"Альберто Моравиа. Я и Он " - читать интересную книгу автора

понимаю почему (точнее, прекрасно понимаю: как и все неполноценные существа,
дети вызывают у меня симпатию и нежность), я умиляюсь при виде этого
крошечного отростка. Мне кажется, что Чезарино, пожалуй, будет удачливее
меня. Он вырастет, станет большим. Вместе с ним вырастет и станет большим
его член. Но даже если он окажется таким же непревзойденным, как мой, что
представляется менее вероятным, наверное, он будет тихим, бессловесным,
отрешенным.

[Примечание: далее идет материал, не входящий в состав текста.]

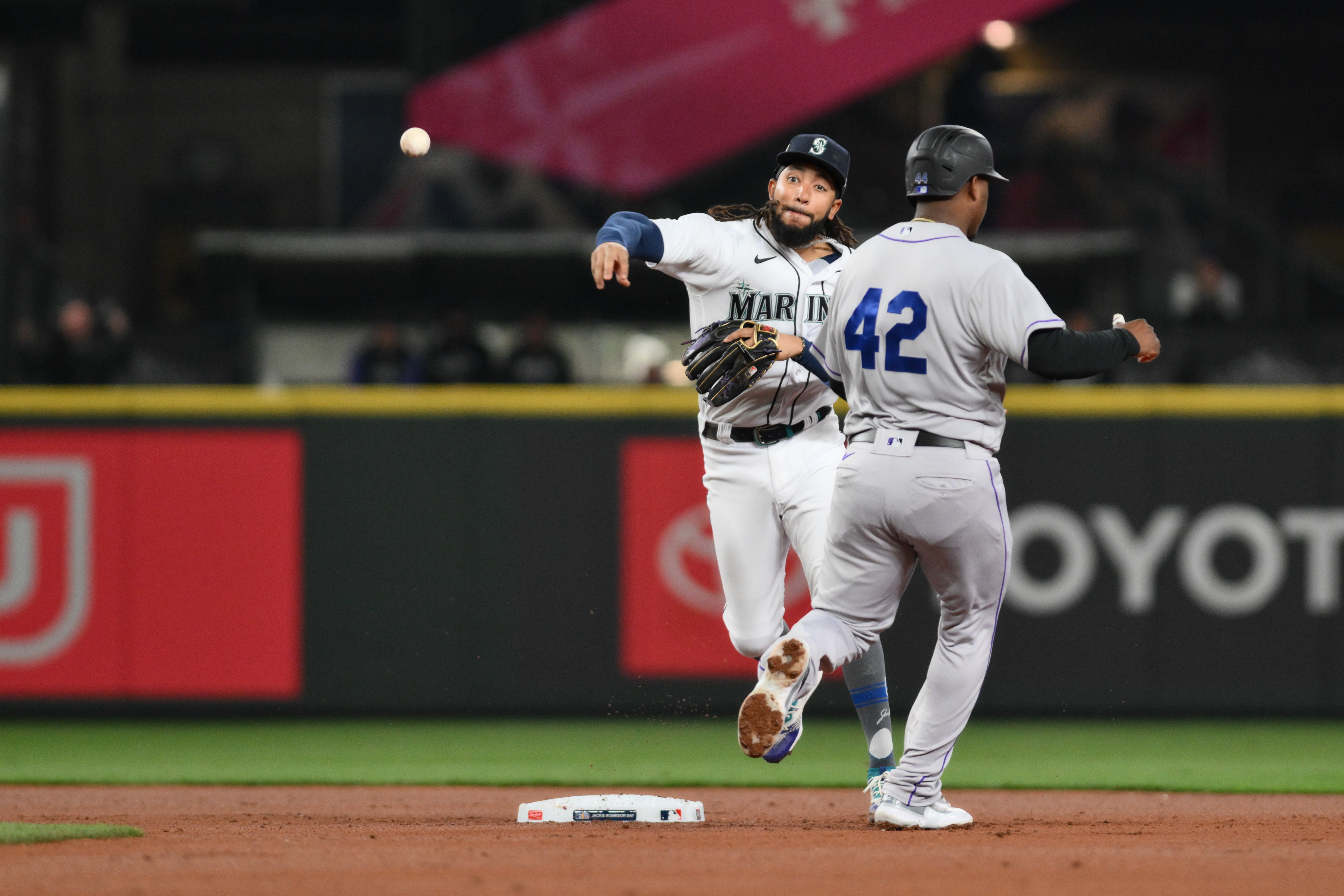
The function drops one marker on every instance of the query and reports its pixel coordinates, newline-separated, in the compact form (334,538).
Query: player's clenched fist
(1150,347)
(611,260)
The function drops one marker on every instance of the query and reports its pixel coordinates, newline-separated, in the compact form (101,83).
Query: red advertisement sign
(151,563)
(632,95)
(671,598)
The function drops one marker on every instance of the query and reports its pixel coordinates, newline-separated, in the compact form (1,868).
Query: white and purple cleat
(771,721)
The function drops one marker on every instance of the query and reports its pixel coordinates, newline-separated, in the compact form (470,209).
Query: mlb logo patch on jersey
(894,442)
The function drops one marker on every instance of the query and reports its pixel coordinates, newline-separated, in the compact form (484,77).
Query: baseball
(416,142)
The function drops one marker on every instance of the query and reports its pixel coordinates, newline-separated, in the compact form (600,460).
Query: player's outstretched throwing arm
(625,236)
(1069,355)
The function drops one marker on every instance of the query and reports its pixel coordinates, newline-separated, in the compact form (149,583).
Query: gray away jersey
(737,271)
(921,328)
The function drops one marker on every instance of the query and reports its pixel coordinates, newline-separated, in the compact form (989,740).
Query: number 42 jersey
(920,331)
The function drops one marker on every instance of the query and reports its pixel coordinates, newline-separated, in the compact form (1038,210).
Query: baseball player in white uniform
(771,453)
(921,327)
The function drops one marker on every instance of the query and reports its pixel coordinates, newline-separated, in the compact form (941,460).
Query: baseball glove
(722,370)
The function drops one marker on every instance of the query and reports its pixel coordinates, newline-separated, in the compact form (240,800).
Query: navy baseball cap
(820,151)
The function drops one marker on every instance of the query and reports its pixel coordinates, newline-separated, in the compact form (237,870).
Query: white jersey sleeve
(697,252)
(1009,309)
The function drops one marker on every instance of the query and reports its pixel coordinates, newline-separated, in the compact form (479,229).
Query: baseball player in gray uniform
(921,327)
(771,453)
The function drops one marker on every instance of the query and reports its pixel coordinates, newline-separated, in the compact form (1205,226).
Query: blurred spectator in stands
(88,349)
(1206,295)
(537,361)
(457,357)
(386,361)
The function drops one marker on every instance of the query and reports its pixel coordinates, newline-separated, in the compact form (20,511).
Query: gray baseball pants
(892,510)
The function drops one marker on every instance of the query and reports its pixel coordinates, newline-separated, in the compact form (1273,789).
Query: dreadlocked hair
(834,229)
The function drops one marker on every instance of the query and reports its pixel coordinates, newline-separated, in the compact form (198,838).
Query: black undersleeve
(1070,355)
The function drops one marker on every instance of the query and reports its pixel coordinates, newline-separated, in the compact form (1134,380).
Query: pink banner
(632,95)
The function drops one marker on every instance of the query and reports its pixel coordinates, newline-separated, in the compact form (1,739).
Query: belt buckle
(776,428)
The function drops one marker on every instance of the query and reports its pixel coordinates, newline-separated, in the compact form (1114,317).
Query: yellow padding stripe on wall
(621,401)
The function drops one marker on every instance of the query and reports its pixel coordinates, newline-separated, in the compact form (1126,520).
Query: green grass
(14,832)
(1260,756)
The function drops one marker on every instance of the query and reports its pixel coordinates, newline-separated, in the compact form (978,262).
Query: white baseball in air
(416,142)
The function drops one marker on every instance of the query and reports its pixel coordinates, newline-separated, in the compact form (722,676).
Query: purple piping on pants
(1022,359)
(1005,530)
(940,772)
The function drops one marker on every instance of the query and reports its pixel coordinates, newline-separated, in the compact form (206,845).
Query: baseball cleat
(771,721)
(870,789)
(890,811)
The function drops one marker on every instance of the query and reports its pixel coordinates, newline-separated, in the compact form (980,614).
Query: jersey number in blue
(861,332)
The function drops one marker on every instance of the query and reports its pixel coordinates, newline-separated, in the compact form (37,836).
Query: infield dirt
(445,840)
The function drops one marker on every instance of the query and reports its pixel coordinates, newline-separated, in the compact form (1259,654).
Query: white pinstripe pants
(947,511)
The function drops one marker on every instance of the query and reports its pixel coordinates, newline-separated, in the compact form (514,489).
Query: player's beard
(787,234)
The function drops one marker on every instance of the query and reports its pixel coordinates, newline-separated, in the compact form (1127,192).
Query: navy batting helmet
(943,159)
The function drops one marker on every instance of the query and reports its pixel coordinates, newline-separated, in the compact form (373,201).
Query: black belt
(768,434)
(922,440)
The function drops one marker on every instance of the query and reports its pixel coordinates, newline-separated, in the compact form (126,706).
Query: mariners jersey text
(737,271)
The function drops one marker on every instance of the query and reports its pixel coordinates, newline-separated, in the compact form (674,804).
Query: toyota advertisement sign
(1159,565)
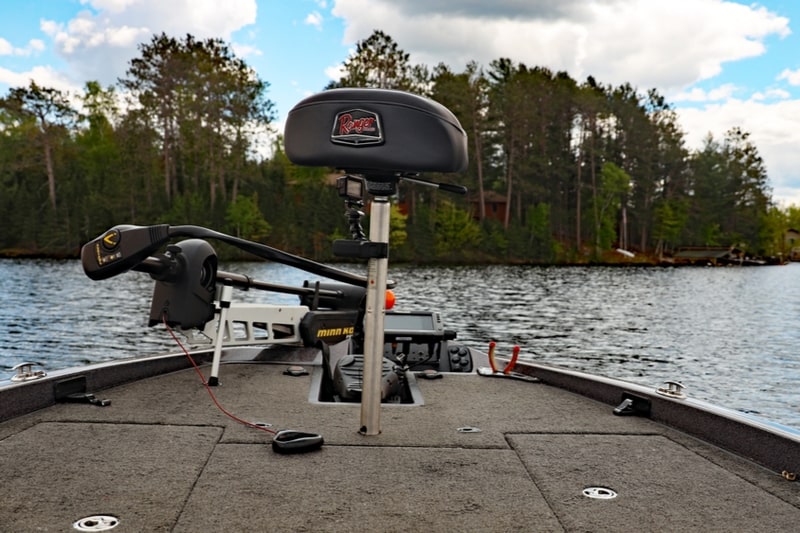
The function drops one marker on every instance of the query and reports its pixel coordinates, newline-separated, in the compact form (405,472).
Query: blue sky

Одним словом, полноценным, возвышенным, сублимированным! И
Чезарино не будет, подобно мне, тратить время на препирательства с "ним"; он
не будет, как я, попадать в дурацкие положения. Из него выйдет, что
называется, цельная личность; его не будут терзать внутренняя двойственность
и противоречия. Короче говоря, это будет полноценный, психологически
защищенный, сублимированный мужчина! Я глубоко вздыхаю, снова глажу Чезарино
по головке и выхожу из детской. В третий раз двигаюсь по коридору вслепую.
Иду прямо в нашу спальню, медленно поворачиваю ручку и приоткрываю дверь
ровно настолько, чтобы проникнуть во мрак, подобный коридорному, но вдвое
жарче - более спертый, более "женский". Закрываю дверь, протягиваю руку к
тумбочке, нащупываю кнопку на абажуре, но не нажимаю. Что делать? Разбудить
Фаусту и вытащить ее на кухню варить кофе? Или, по "его" указке, раздеться,
залезть в постель и приласкать, потискать ее, однако не заходить слишком
далеко в проявлении сдерживаемых, хотя и пылких, супружеских чувств?
Возможно, я склонился бы ко второму варианту, если бы, как всегда не
вовремя, "он" не принялся меня подзуживать.
"- Смелее, чего ждем? Разоблачайся да ныряй в постель".
"Его" нетерпение, как обычно, настораживает меня.
"- Тебе-то что за дело, нырять мне в постель или не нырять?" От явного
любовного недержания "он" проговаривается: "- Да чего там! Будь что будет.
Лиха беда начало".
Я тут же ополчаюсь на "него": "- Ну уж нет, на сей раз никакого начала
быть не должно. Ни начала, ни продолжения. Если я и подлягу к Фаусте, то
лишь потому, что еще питаю к ней нежность. Хотя что ты в этом понимаешь? Что
для тебя нежность? Ничто - пшик, ноль без палочки.
- Ха-ха-ха: нежность! - Ничего смешного: представь себе, нежность.
- Я тебя умоляю! А если по правде? По совести? А если вспомнить все как
было? Нежность! Да если хочешь знать, твой брак с Фаустой - это мое детище,
которое я задумал и осуществил в мельчайших деталях.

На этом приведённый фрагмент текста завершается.